Niloy Chakrabati Neel, a Bangladeshi blogger who used the pen name Niloy Neel to criticize Muslim extremism, was hacked to death by a machete-wielding gang who broke into his apartment Friday. He is the fourth such social media activist to be killed in the South Asian country so far this year.
"They entered his room on the fifth floor and shoved his friend aside and then hacked him to death," Imran H. Sarker, head of the Bangladesh Blogger and Online Activist Network, or BOAN, tells Agence France-Presse.
According to The Associated Press: "Hours after the assault, Ansar-al-Islam, which intelligence officials believe is affiliated with al-Qaida on the Indian subcontinent, sent an email to media organizations claiming responsibility for the killing and calling the blogger an enemy of Allah.
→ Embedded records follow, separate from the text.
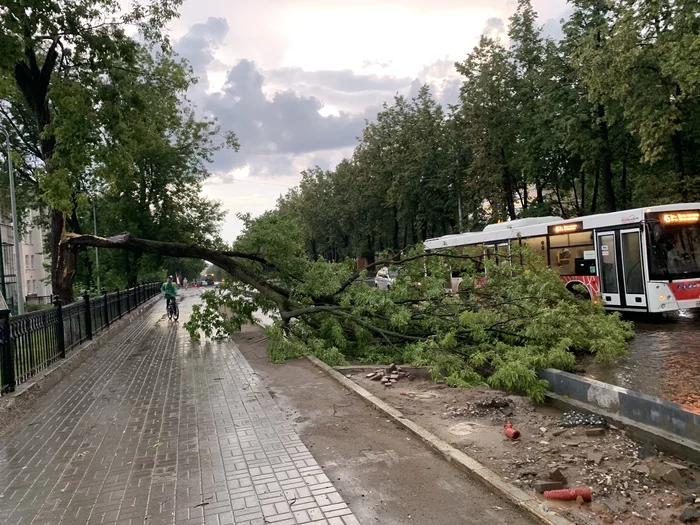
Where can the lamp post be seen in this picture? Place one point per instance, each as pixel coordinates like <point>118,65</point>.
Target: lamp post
<point>15,224</point>
<point>97,253</point>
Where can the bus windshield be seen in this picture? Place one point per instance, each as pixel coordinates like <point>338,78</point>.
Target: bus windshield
<point>674,252</point>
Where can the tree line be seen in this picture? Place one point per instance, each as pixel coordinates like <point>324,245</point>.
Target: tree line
<point>606,118</point>
<point>103,135</point>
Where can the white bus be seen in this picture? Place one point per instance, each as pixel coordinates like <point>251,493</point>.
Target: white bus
<point>641,260</point>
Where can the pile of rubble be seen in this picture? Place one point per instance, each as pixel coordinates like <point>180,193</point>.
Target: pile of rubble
<point>483,408</point>
<point>389,375</point>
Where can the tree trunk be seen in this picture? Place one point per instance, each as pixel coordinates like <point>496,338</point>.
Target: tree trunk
<point>62,259</point>
<point>624,180</point>
<point>594,200</point>
<point>679,164</point>
<point>395,232</point>
<point>608,189</point>
<point>508,187</point>
<point>540,192</point>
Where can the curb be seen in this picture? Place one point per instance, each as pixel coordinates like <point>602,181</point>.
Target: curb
<point>523,500</point>
<point>664,441</point>
<point>13,406</point>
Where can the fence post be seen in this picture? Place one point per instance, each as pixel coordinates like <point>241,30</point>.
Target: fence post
<point>106,307</point>
<point>60,337</point>
<point>88,315</point>
<point>119,304</point>
<point>8,365</point>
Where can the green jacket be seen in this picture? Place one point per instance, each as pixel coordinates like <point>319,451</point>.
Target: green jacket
<point>170,290</point>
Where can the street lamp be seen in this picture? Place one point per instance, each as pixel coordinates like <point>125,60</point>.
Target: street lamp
<point>97,253</point>
<point>15,224</point>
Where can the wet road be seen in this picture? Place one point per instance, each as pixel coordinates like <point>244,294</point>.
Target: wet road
<point>664,360</point>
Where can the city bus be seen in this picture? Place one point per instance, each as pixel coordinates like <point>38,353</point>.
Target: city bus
<point>640,260</point>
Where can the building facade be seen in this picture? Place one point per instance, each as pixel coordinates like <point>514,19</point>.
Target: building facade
<point>33,272</point>
<point>36,272</point>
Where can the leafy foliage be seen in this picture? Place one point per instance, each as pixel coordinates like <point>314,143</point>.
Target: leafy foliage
<point>495,331</point>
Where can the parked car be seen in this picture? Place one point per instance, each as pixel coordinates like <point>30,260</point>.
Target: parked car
<point>385,279</point>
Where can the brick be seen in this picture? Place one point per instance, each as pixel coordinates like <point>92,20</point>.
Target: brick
<point>137,432</point>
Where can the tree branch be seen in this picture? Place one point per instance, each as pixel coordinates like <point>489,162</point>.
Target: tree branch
<point>125,241</point>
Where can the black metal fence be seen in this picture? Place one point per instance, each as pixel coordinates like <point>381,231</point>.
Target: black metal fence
<point>31,342</point>
<point>38,300</point>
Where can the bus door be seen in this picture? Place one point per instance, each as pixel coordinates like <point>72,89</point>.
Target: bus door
<point>632,267</point>
<point>608,268</point>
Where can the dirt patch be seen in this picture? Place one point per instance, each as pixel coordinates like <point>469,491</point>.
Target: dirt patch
<point>385,474</point>
<point>631,484</point>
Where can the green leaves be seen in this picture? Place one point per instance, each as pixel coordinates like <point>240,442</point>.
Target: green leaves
<point>499,331</point>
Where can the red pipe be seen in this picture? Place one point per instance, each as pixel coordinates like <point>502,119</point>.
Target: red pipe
<point>510,432</point>
<point>569,494</point>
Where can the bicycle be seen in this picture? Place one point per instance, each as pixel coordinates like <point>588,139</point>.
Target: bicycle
<point>173,310</point>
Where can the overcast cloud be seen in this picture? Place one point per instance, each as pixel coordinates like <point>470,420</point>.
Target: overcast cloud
<point>296,80</point>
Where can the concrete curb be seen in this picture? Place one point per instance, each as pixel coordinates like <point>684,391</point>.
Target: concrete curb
<point>648,411</point>
<point>14,405</point>
<point>517,496</point>
<point>664,441</point>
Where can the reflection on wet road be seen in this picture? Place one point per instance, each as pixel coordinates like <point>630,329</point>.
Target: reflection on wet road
<point>664,360</point>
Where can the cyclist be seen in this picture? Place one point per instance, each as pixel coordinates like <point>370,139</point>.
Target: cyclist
<point>169,288</point>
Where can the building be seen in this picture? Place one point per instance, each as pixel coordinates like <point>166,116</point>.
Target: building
<point>8,272</point>
<point>33,271</point>
<point>36,273</point>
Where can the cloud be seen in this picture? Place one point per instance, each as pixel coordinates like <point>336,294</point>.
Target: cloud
<point>200,43</point>
<point>346,80</point>
<point>283,123</point>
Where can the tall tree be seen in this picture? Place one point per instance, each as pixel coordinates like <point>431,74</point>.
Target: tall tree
<point>489,112</point>
<point>54,53</point>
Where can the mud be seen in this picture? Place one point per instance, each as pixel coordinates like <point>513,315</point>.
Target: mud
<point>385,474</point>
<point>631,484</point>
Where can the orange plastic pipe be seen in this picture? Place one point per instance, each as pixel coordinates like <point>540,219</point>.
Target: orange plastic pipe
<point>510,432</point>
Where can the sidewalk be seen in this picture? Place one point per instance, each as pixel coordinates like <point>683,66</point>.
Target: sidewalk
<point>157,429</point>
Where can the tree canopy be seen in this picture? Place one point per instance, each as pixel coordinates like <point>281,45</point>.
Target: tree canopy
<point>97,104</point>
<point>602,120</point>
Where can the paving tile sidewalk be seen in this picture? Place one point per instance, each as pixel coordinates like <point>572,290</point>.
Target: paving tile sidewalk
<point>159,429</point>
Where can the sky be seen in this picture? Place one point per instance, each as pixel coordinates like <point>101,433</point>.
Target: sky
<point>296,79</point>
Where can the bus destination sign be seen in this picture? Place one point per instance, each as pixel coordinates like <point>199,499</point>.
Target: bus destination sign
<point>681,217</point>
<point>570,227</point>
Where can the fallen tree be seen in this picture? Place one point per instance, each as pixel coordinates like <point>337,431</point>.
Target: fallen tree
<point>498,332</point>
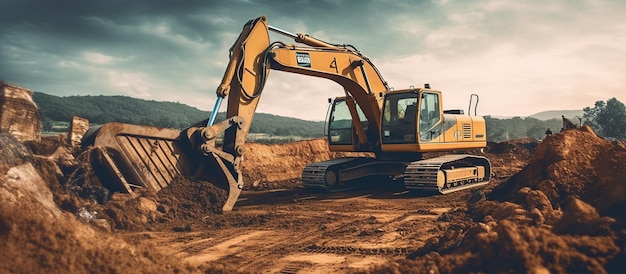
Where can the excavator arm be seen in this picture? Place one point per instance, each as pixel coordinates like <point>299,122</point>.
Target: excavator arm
<point>136,156</point>
<point>251,59</point>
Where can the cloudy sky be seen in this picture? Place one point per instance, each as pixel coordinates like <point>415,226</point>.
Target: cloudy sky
<point>520,57</point>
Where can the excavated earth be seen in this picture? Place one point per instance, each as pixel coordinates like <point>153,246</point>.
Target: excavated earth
<point>555,206</point>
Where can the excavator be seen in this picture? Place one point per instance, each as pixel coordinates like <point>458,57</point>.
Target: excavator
<point>396,126</point>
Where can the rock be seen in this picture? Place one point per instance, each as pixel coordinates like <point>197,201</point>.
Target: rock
<point>580,218</point>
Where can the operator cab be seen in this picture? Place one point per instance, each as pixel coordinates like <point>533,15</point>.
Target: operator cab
<point>342,136</point>
<point>411,116</point>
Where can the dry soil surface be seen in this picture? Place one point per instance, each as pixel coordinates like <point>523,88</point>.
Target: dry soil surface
<point>551,206</point>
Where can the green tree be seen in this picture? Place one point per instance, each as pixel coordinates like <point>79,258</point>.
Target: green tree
<point>607,118</point>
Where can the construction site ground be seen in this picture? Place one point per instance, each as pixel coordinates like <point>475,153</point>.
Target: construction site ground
<point>552,206</point>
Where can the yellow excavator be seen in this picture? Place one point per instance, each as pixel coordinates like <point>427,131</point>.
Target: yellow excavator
<point>397,126</point>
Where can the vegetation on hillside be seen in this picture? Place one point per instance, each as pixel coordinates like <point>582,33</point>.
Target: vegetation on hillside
<point>104,109</point>
<point>607,118</point>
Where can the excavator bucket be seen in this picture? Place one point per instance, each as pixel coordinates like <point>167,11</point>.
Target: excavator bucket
<point>132,156</point>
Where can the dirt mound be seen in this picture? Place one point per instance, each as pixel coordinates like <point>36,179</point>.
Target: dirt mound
<point>560,214</point>
<point>276,166</point>
<point>36,236</point>
<point>575,163</point>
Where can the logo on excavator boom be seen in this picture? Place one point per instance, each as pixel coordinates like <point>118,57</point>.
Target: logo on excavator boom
<point>303,58</point>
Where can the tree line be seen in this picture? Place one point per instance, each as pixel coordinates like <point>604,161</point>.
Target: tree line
<point>103,109</point>
<point>608,118</point>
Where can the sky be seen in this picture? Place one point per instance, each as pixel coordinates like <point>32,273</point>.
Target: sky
<point>520,57</point>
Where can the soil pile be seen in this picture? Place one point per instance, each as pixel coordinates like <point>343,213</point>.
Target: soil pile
<point>560,214</point>
<point>281,165</point>
<point>37,236</point>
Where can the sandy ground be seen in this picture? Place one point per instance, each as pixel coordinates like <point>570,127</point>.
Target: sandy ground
<point>551,207</point>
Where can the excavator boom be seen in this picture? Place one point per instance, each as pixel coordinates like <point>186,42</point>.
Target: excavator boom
<point>368,117</point>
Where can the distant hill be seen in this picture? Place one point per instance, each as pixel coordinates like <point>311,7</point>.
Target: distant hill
<point>556,114</point>
<point>103,109</point>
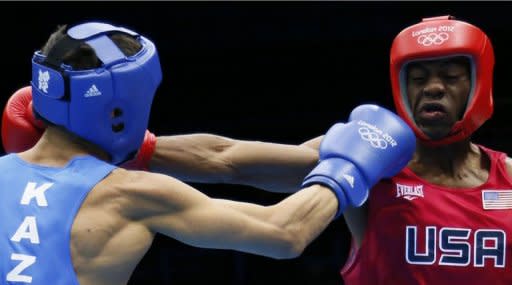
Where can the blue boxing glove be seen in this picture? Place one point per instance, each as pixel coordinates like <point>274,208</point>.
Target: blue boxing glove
<point>374,143</point>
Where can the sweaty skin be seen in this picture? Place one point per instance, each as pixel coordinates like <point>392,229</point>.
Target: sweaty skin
<point>119,218</point>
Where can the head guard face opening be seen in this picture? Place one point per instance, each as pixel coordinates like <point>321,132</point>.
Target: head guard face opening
<point>442,37</point>
<point>109,105</point>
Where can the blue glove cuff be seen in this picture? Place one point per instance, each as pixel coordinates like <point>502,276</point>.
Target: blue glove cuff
<point>335,188</point>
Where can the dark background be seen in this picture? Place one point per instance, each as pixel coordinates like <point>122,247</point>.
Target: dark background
<point>272,71</point>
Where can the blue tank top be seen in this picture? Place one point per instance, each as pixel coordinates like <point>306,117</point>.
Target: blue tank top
<point>38,205</point>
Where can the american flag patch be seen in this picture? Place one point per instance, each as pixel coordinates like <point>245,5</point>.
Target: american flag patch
<point>497,199</point>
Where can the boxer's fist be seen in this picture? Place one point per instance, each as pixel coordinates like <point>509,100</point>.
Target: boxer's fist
<point>20,129</point>
<point>375,143</point>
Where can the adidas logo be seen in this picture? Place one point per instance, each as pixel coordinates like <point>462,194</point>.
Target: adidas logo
<point>350,179</point>
<point>93,91</point>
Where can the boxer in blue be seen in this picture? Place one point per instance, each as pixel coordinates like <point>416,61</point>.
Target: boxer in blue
<point>71,216</point>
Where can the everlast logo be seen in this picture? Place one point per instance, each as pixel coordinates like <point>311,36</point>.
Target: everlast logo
<point>409,192</point>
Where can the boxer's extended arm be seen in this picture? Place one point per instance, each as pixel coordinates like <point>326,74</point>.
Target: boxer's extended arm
<point>168,206</point>
<point>208,158</point>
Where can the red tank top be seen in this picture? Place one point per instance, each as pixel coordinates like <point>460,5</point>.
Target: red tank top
<point>419,233</point>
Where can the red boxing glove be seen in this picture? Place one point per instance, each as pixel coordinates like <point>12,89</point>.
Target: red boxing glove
<point>146,150</point>
<point>20,129</point>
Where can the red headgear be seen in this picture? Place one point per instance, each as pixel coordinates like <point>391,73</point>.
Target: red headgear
<point>441,37</point>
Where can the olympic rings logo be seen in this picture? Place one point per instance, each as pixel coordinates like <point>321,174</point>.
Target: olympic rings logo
<point>433,39</point>
<point>373,138</point>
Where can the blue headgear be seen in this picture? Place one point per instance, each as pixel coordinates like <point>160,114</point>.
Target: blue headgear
<point>109,105</point>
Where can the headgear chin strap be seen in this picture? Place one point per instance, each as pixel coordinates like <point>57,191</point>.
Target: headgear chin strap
<point>442,37</point>
<point>109,105</point>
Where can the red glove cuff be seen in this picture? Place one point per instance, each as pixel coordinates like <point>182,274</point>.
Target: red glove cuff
<point>143,157</point>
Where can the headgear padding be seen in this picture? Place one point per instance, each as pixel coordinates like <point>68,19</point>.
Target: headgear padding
<point>109,105</point>
<point>442,37</point>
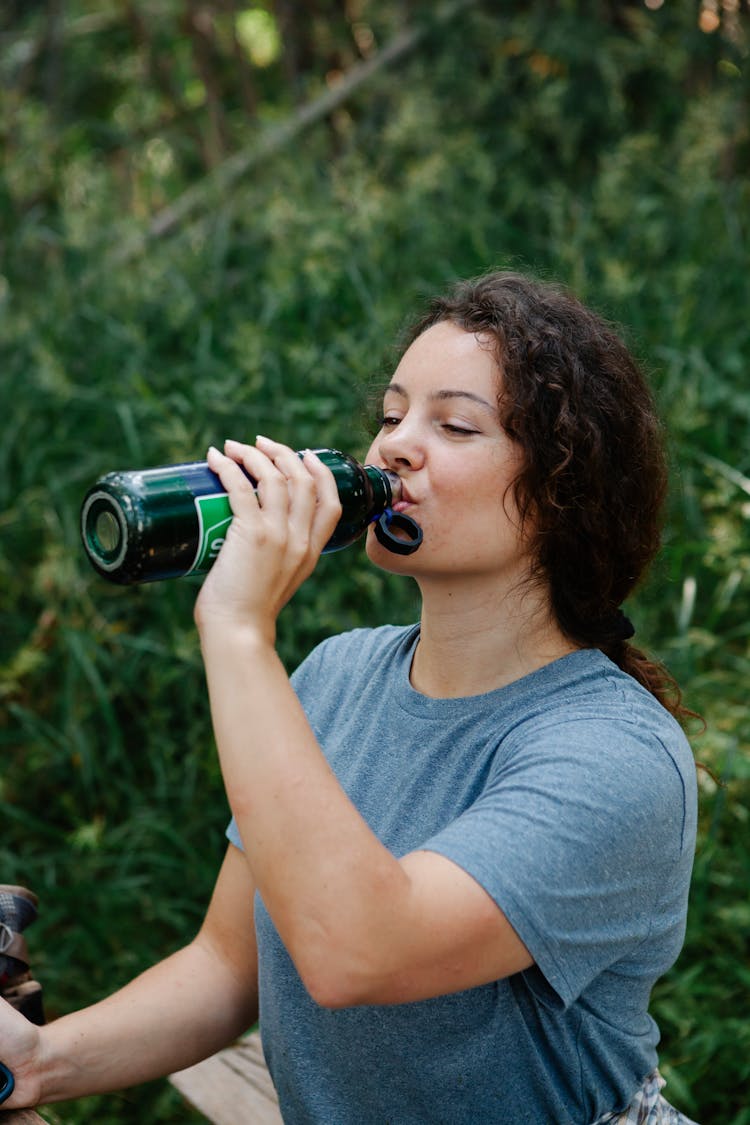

The authenticity of the email could not be independently confirmed."
NPR's Julie McCarthy says that Sarker called Neel "a voice for the oppressed" who advocated women's rights as he denounced extremism. Sarker added that Chakrabati had been on a hit list and had been "targeted on social media" by Islamist fundamentalists. The three other bloggers slain this year were similarly targeted.
Sarker tells the BBC that Neel, Ananta Bijoy Das, Washiqur Rahman and Avijit Roy — all killed in the same way this year — had been on a list of 84 "atheist bloggers" drawn up and widely circulated by Islamic groups in 2013.
As we reported in February, Bangladeshi-born U.S. citizen Avijit Roy, described as a science writer and blog site moderator, was also hacked to death by a pair of attackers who assaulted him on a Dhaka street. The following month, 26-year-old Rahman was killed. In May, so was Das, 32. All were hacked to death by attackers in crimes in which Islamist groups subsequently claimed responsibility.
In the months before Neel's death, his pleas for police protection went unheeded, according to The Guardian.
The Guardian reports:
"More than 150 writers, including Margaret Atwood, Salman Rushdie, Yann Martel and Colm Tóibín, signed a letter condemning the series of fatal attacks and calling on the country's government 'to ensure that the tragic events ... are not repeated'.
"All of the victims had been active on social media, criticizing the extremist Muslim ideologies that have gained strength in Bangladesh in recent years or arguing in favour of progressive causes. On his Facebook account, [Neel] frequently wrote in favour of women's rights.
Officially, Bangladesh is secular, but 90 percent of the population identifies as Muslim.